Ich füge noch ein Paar Nebenbetrachtungen hinzu. – Unter dem Wechsel der Tonika, und mit ihr des Werthes aller Stufen, in Folge dessen der selbe Ton als Sekunde, Terz, Quart u. s. w. figurirt, sind die Töne der Skala den Schauspielern analog, welche bald diese, bald jene Rolle übernehmen müssen, während ihre Person die selbe bleibt.

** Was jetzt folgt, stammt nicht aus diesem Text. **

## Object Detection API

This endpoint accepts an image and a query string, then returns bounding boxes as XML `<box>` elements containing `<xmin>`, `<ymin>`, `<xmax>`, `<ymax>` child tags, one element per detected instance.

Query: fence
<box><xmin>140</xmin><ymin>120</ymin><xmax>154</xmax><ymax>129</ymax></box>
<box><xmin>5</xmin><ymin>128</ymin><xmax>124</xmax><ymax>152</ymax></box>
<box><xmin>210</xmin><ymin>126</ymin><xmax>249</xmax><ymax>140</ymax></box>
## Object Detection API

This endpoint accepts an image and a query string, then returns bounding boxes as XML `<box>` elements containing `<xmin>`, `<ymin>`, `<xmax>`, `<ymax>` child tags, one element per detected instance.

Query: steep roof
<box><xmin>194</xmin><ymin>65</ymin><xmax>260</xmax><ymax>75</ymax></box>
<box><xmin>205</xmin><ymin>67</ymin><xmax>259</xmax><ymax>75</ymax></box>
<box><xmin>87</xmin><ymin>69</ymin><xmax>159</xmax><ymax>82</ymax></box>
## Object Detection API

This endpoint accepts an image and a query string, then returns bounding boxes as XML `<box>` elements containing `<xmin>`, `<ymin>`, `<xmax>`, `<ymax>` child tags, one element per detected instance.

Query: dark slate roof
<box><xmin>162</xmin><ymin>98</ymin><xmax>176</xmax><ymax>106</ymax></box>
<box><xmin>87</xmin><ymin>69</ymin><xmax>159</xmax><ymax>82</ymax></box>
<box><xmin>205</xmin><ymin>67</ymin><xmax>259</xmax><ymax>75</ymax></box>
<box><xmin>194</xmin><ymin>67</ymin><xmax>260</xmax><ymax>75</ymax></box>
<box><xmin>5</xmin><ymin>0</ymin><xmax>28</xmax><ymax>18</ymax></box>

Daß diese jener oft nicht genau angemessen ist, kann man der (am Schluß des §. 52 des ersten Bandes erwähnten) unvermeidlichen Unreinheit jedes harmonischen Systems vergleichen, welche die gleichschwebende Temperatur herbeigeführt hat. –

Vielleicht könnte Einer und der Andere daran Anstoß nehmen, daß die Musik, welche ja oft so geisterhebend auf uns wirkt, daß uns dünkt, sie rede von anderen und besseren Welten, als die unsere ist, nach gegenwärtiger Metaphysik derselben, doch eigentlich nur dem Willen zum Leben schmeichelt, indem sie sein Wesen darstellt, sein Gelingen ihm vormalt und am Schluß seine Befriedigung und Genügen ausdrückt. Solche Bedenken zu beruhigen mag folgende Veda-Stelle dienen: Etanand sroup, quod forma gaudii est, τον pram Atma ex hoc dicunt, quod quocunque loco gaudium est, particula e gaudio ejus est. (Oupnekhat, Vol. I, p. 405, et iterum Vol. II, p. 215.)